Video: Port-deal row reveals security gaps

updated 3/4/2006 9:21:05 PM ET 2006-03-05T02:21:05

A United Arab Emirates company formally submitted Friday to an unusual, broader security examination of its plans to assume significant operations at six major U.S. ports — a business deal it code-named “Project Thunder.”

The Bush administration said it will conduct a new, 45-day investigation of plans by Dubai-owned DP World to purchase London-based Peninsular & Oriental Steam Navigation Co. for $6.8 billion.

The Project Thunder code name refers to a Dubai-controlled subsidiary, Thunder FZE, that is participating in the complex transaction, according to documents previously submitted to the Homeland Security Department.

The new investigation — which could begin within days or weeks — is aimed at quieting the furor in Washington over the administration’s earlier approval of the deal. The British company runs major port operations in New York, New Jersey, Baltimore, New Orleans, Miami and Philadelphia.

Investigation will last 45 days
The Treasury Department, which governs the review panel, is expected to conduct another preliminary scrutiny that could take up to 30 days before opening its full, 45-day investigation.
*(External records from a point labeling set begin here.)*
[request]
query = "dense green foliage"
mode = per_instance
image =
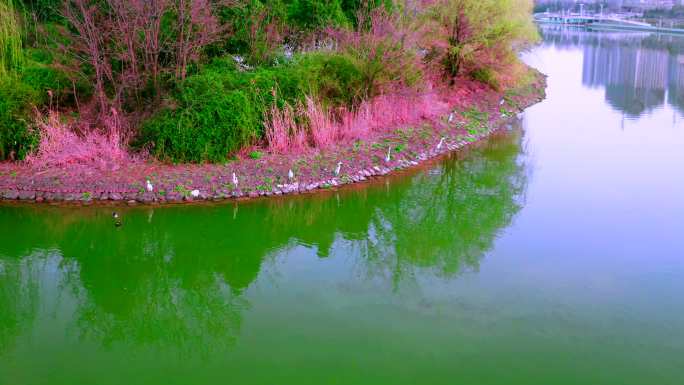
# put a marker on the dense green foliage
(16, 99)
(221, 109)
(198, 79)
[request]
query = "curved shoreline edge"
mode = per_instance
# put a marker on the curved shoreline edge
(488, 111)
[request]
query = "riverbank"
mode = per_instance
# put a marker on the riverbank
(477, 112)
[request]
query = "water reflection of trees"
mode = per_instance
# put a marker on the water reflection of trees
(639, 71)
(177, 276)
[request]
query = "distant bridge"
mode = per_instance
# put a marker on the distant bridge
(575, 19)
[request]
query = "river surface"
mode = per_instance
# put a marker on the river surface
(552, 253)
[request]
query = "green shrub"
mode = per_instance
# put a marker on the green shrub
(334, 79)
(16, 103)
(208, 123)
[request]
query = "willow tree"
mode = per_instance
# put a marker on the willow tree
(10, 38)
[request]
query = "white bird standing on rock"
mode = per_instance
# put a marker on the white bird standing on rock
(440, 144)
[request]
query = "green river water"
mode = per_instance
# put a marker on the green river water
(552, 253)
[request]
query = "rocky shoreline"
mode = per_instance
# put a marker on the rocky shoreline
(482, 112)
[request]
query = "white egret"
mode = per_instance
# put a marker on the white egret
(440, 144)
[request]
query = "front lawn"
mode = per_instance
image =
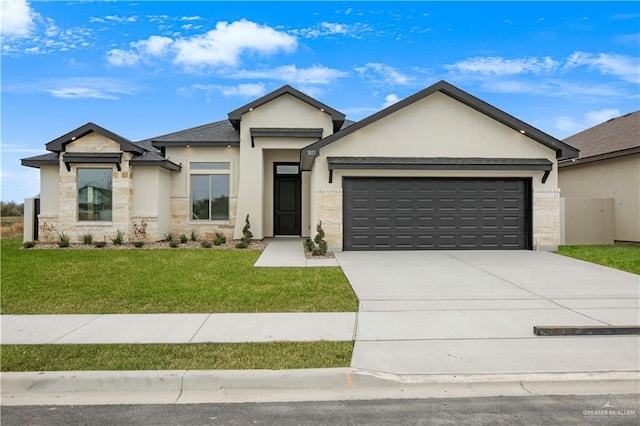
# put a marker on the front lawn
(623, 257)
(200, 356)
(95, 281)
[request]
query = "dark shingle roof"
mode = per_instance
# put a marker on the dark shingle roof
(613, 138)
(217, 132)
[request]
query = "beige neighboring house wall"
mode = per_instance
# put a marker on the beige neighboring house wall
(601, 188)
(617, 179)
(437, 126)
(255, 194)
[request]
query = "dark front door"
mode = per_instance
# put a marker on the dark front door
(287, 197)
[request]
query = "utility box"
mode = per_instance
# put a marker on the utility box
(31, 211)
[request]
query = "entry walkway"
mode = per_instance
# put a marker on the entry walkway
(288, 251)
(177, 328)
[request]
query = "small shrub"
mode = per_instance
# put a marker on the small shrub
(219, 239)
(63, 240)
(308, 245)
(246, 233)
(320, 243)
(118, 239)
(140, 230)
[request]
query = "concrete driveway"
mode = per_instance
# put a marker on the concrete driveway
(473, 312)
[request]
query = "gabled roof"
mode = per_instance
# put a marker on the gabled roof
(614, 138)
(58, 145)
(219, 133)
(562, 149)
(336, 116)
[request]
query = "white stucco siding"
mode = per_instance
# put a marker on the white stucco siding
(93, 142)
(49, 190)
(438, 126)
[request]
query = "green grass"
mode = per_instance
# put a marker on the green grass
(204, 356)
(94, 281)
(623, 257)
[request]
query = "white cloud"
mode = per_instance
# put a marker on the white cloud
(224, 45)
(122, 58)
(244, 90)
(80, 93)
(154, 45)
(324, 29)
(496, 65)
(625, 67)
(390, 100)
(388, 74)
(290, 73)
(569, 125)
(17, 18)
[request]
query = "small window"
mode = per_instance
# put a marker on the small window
(210, 166)
(287, 169)
(210, 191)
(95, 191)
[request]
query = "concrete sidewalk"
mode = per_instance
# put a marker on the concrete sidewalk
(288, 252)
(177, 328)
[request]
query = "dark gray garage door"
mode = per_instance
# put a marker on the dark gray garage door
(436, 214)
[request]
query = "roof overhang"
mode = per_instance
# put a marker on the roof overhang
(40, 162)
(165, 164)
(600, 157)
(92, 158)
(282, 132)
(58, 145)
(189, 144)
(438, 163)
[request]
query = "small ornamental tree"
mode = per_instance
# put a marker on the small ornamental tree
(246, 234)
(320, 243)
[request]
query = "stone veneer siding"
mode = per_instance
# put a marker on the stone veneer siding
(546, 219)
(545, 216)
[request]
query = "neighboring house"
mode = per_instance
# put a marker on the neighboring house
(601, 188)
(440, 169)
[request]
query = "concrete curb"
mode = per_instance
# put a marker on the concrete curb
(235, 386)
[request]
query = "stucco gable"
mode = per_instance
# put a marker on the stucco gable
(235, 116)
(60, 144)
(561, 149)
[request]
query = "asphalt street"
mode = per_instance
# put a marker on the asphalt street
(538, 410)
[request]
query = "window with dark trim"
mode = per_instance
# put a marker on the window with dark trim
(210, 183)
(95, 194)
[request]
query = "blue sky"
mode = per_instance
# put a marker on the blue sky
(142, 69)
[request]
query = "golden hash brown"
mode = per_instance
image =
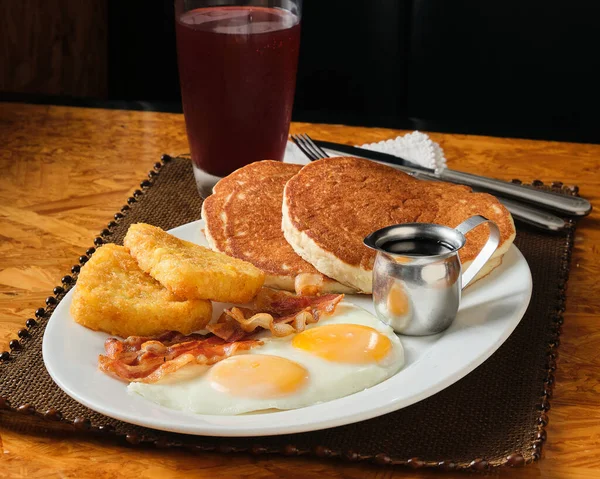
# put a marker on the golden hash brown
(190, 270)
(115, 296)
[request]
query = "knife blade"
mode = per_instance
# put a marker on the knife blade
(568, 205)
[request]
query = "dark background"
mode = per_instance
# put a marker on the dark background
(505, 68)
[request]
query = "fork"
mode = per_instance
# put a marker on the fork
(533, 216)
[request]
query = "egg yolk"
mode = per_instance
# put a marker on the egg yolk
(258, 376)
(344, 343)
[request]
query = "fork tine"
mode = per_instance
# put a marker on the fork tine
(308, 146)
(307, 152)
(320, 151)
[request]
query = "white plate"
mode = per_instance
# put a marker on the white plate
(490, 311)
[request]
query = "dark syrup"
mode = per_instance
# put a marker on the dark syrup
(417, 247)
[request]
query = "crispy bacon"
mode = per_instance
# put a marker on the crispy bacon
(147, 360)
(278, 311)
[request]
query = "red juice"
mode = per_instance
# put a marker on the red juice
(237, 69)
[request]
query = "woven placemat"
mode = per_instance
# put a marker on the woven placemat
(494, 416)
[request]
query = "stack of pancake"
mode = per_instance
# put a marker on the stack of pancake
(304, 225)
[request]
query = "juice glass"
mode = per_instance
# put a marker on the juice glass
(237, 69)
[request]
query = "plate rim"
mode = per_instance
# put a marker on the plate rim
(275, 427)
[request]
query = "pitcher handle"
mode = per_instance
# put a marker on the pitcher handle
(488, 248)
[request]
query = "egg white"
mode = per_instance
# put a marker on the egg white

DP World and Treasury officials confirmed the paperwork was submitted late Friday.

The timelines are governed by U.S. law, and lawyers for the company and administration wrestled to settle on procedures in the unprecedented request for such a security review.

U.S. lawmakers have criticized the earlier review as insufficient. They cite concerns raised by the Coast Guard in December that broad gaps in U.S. intelligence left it unable to determine whether DP World might support terrorist operations. The administration said those concerns ultimately were settled, and the Coast Guard has said it is now satisfied that the deal does not compromise security.

Lawmakers devoted the week to congressional hearings that did little to calm tensions. Rep. Duncan Hunter, R-Calif., chairman of the House Armed Services Committee, complained Thursday the new investigation would be “too little, too late.” He pledged “to do everything I can to kill the deal.”

DP World offered this week to submit to the broader investigation by the U.S. government panel that considers security risks of foreign companies buying or investing in American industry.

The Treasury Department has already said it welcomed DP World’s extraordinary offer. It said the same panel will reconsider the deal that it earlier unanimously agreed posed no national security concerns.

Meanwhile, in London, a Miami-based business partner of Peninsular & Oriental asked Britain’s Court of Appeal on Friday to consider blocking DP World’s purchase of its rival. Eller & Company Inc. complained in court papers it will become an “involuntary partner” under the sale with Dubai’s government.

A British judge approved the sale this week but agreed to stay his ruling until the appeals court decides Monday whether to hear Eller’s case.

One of only 25 such probes
DP World’s offer for an extended examination was unusual. The U.S. review panel has conducted such full-blown investigations only 25 times among the 1,600 international deals it has reviewed, although the government confirmed this week it is conducting two other such investigations.

On Tuesday, the panel opened an investigation into plans by Dubai International Capital LLC’s to buy a British precision-engineering company, Doncasters Group Ltd. The British outfit has plants in Georgia and Connecticut that make parts used in engines for military aircraft and tanks.

The review panel also is investigating plans by an Israeli software company, Check Point Software Technologies Ltd., to purchase a smaller U.S. rival.

DP World previously said during the renewed scrutiny, or until May 1, Dubai executives would not control or influence company’s business in the United States but said it was entitled to all profits during the period.

President Bush has defended his administration’s earlier approval of the deal after a routine, 30-day review.